If events are Mutually Exclusive, you ADD the probabilities to find the chance of either one happening.


3. Independent Events

Independent events are like two strangers on a bus; what one does has absolutely no effect on the other.

The Definition: Two events are independent if the outcome of the first event does not change the probability of the second event occurring.

Real-World Analogy: If you flip a coin and it lands on Heads, and then you flip it again, the second flip doesn't "know" what happened the first time. The probability of Heads is still 0.5. These flips are independent.

The Multiplication Rule

If two events, \(A\) and \(B\), are independent, the probability of \(A\) AND \(B\) happening is found by multiplying their probabilities:

\( P(A \text{ and } B) = P(A) \times P(B) \)

Example: If you flip a coin and roll a die, what is the probability of getting a Head and a 4?
\( P(\text{Head}) = 0.5 \)
\( P(4) = \frac{1}{6} \)
\( P(\text{Head and } 4) = 0.5 \times \frac{1}{6} = \frac{1}{12} \)

Memory Aid: "And" vs "Or"

- OR means ADD (for Mutually Exclusive events)
- AND means MULTIPLY (for Independent events)

Key Takeaway

If events are Independent, you MULTIPLY the probabilities to find the chance of both happening.
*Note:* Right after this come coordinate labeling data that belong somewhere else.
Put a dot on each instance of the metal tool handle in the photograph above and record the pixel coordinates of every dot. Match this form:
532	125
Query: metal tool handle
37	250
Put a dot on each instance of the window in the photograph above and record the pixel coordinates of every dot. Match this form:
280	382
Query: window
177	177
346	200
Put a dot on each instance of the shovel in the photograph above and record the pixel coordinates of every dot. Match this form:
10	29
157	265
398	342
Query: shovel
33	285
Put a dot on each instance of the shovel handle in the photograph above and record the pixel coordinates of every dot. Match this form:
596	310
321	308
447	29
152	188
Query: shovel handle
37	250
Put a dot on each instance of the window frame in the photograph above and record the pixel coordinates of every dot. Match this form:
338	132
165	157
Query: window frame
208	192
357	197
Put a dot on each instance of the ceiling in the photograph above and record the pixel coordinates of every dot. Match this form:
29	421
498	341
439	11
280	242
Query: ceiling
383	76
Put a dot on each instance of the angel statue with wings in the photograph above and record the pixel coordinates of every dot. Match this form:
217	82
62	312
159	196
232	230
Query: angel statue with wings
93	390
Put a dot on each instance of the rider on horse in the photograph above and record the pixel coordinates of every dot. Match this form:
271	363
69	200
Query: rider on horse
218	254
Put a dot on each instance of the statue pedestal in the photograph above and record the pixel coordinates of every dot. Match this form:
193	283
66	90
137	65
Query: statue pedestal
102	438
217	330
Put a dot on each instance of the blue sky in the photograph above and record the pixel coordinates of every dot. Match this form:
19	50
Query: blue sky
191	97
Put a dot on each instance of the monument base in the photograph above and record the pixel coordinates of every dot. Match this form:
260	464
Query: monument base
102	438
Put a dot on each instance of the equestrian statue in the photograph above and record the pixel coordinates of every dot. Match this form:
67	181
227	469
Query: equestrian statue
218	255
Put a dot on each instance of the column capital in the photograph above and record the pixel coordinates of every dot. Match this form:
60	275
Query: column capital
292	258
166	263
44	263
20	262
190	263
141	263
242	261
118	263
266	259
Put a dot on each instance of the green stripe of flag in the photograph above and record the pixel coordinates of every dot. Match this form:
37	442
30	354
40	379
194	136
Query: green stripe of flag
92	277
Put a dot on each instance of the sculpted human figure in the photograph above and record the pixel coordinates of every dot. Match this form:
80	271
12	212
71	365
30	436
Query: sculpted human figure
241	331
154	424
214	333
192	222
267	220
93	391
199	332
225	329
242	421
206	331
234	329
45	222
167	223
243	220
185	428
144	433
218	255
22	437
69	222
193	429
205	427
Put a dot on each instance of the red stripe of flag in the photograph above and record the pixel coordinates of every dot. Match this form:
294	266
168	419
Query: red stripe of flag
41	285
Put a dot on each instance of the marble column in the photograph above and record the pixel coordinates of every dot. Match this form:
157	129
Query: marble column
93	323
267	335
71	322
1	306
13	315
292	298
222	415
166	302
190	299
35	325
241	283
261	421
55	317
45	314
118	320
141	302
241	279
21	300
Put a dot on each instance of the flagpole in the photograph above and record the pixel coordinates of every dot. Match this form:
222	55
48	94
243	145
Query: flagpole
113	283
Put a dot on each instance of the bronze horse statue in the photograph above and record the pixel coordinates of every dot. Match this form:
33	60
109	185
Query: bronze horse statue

4. Linking to Distributions

In your Paper 2 studies, you need to understand how these probability rules link to Discrete and Continuous distributions.

Discrete Distributions

A discrete distribution deals with things you can count (like the number of people in a room or the score on a die). These often involve independent events. For example, the Binomial Distribution (which you will study in Section N1) relies on the idea that each "trial" is independent of the others.

Continuous Distributions

A continuous distribution deals with things you measure (like time, weight, or height). In these cases, we often use graphs or histograms. For Continuous data, we say that the area under the graph represents the probability. (This links back to your work on Histograms in Section L1!)

Don't worry if this seems tricky at first! Just remember: Counted = Discrete, Measured = Continuous.


5. How to Solve Probability Problems Step-by-Step

When you see a probability question on your exam, follow these steps:

Step 1: Identify the Events. What is the question asking for? Is it "Event A" or "Event B"? Is it both?

Step 2: Check Relationship. Ask yourself: "Can these happen at the same time?" (Checking for Mutually Exclusive) and "Does one affect the other?" (Checking for Independence).

Step 3: Choose Your Operation.
- If the question uses the word "OR" and they are mutually exclusive, ADD.
- If the question uses the word "AND" and they are independent, MULTIPLY.

Step 4: Check Your Answer. Is your final number between 0 and 1? If you get 1.5, something went wrong!


Final Quick Review Box

Mutually Exclusive: Cannot happen together. Rule: \( P(A \cup B) = P(A) + P(B) \)
Independent: Do not affect each other. Rule: \( P(A \cap B) = P(A) \times P(B) \)
Discrete: Countable data (links to Binomial).
Continuous: Measurable data (links to Histogram area).

You've got this! Practice identifying whether events are independent or mutually exclusive, and the rest will fall into place.